Opinion

The IOC readmits Russia

March 02, 2018

The decision by the International Olympic Committee to restore Russia to full membership has produced murmurs of disquiet. There is no doubt that since at least the 2015 Sochi Winter Olympics, a significant number of Russian athletes were cheating and using performance enhancing-drugs. The Russian government has admitted there was wrongdoing.

What the Kremlin has always denied were allegations that this doping was state-sponsored.

IOC investigators had evidence that during the Winter Games in the Russian Black Sea resort of Sochi, the FSB, successor to the state intelligence agency the KGB, was involved in the swapping of blood samples brought to official testing laboratories. For the Russian government to protest its innocence also meant that it was admitting that part of its intelligence organization had gone rogue. Either way the doping report that caused the IOC to ban hundreds of Russian athletes from the Rio Olympics had to be a major embarrassment to Vladimir Putin’s administration.

The ban was carried over to the Pyeongchang winter games in South Korea. The 168 Russian athletes who actually took part did so as neutrals. During the spectacular opening ceremony, they paraded in front of the Olympic, not the Russian, flag. The IOC had said that it intended to restore Russia to full competitive status provided there were no further doping test failures. In the event, two of the four positive dope samples in the Winter Games involved Russian athletes.

A female bobsleigh pilot and a male curler both failed initial tests, the latter bringing about the loss of the bronze medal he had just won. There was puzzlement that anyone involved in the sport of curling could benefit to any particular degree from a performance-enhancing drug. In this version of bowls on ice, a stone is sent sliding along toward its target with two team members furiously brushing and warming the ice ahead of it.

The IOC now says that these two tests later proved negative and, therefore, as it planned, Russian athletes are free to compete in future Olympics. The international reaction has been mixed. There is understandable concern among sportsmen who rely solely on their talents and vigorous training to achieve success. Cheating, from wherever it comes, destroys fair competition. But there has also been a political undercurrent to the campaign to exclude Russia from international competition. Relations between Washington and Russia are almost as cool as during the Cold War. Some American politicians seized on the well-organized doping scandal as wider proof that Moscow could no longer be trusted.

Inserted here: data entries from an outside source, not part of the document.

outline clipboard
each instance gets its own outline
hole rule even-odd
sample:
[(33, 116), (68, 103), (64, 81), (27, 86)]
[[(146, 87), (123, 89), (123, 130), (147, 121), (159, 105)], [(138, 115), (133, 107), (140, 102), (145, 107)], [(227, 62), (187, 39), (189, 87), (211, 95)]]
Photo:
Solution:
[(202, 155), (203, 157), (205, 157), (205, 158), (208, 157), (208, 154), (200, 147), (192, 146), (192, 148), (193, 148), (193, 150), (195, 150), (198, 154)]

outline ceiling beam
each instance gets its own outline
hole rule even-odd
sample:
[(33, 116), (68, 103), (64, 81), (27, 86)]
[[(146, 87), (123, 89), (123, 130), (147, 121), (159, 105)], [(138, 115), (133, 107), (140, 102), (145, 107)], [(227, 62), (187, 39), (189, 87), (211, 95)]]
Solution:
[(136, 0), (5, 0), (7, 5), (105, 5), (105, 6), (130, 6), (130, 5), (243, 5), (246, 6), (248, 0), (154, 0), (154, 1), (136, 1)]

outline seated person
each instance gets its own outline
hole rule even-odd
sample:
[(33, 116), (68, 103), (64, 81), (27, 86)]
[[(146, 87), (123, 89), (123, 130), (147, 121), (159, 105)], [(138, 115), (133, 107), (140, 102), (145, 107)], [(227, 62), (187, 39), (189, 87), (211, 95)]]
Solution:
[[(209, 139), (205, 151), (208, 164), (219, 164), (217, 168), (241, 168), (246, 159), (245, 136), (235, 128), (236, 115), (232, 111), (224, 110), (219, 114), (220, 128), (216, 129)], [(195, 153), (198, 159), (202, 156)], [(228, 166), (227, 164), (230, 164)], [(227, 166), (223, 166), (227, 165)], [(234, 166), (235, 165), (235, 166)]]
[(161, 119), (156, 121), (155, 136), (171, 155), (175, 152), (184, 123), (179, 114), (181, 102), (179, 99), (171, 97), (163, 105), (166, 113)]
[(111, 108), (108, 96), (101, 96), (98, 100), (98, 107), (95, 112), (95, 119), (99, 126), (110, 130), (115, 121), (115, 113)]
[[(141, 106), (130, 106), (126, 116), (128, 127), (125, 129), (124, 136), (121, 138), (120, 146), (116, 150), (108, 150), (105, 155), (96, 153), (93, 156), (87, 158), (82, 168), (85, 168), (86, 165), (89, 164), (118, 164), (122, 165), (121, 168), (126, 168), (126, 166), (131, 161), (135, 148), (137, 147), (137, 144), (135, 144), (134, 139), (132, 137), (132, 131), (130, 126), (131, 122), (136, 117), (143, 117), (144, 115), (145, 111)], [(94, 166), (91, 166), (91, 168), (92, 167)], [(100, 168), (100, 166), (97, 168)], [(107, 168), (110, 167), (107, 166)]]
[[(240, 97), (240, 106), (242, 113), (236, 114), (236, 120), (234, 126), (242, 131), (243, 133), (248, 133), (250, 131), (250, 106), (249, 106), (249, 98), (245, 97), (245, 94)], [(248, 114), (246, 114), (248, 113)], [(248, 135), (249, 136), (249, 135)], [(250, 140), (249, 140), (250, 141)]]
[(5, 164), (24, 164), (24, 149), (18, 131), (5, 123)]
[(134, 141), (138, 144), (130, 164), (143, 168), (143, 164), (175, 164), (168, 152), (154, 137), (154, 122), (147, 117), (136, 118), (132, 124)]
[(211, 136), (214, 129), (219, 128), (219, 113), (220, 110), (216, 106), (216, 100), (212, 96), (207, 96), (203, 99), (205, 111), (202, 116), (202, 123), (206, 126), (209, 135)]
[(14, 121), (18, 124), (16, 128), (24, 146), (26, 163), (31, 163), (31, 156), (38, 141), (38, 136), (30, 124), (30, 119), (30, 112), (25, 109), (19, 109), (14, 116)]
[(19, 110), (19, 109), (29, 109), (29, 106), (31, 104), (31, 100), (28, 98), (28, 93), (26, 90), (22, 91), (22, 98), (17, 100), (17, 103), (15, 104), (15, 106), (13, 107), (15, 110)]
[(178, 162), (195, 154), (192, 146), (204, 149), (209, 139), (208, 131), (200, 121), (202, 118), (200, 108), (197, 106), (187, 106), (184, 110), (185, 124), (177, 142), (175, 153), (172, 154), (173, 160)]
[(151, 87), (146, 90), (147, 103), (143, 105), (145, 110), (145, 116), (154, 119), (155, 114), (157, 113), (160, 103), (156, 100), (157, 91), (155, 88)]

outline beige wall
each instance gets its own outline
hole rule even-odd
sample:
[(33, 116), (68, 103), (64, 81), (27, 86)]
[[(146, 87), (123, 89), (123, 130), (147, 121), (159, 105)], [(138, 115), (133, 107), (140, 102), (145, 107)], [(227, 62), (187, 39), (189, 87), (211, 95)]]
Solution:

Politicizing the revelations was surely a mistake, even though in all international sports national prestige is generally in play. The IOC found itself under considerable outside pressure to punish and ban Russian sportsmen. Its readiness to reinstate Russia following the Rio and Pyeongchang games is evidence of its desire to push back against outside influences and assert its independence. At this delicate moment in international athletics this is surely a wise decision. The IOC is effectively saying that it trusts Russia to get its house in order and bring an end to further cheating with performance-boosting substances. Moscow is rightly pleased with this. However, the IOC’s move now imposes a crucial duty on Russian athletics to ensure that from now on, its sportsmen will be squeaky clean. It must be ruthless in banning any who cheat.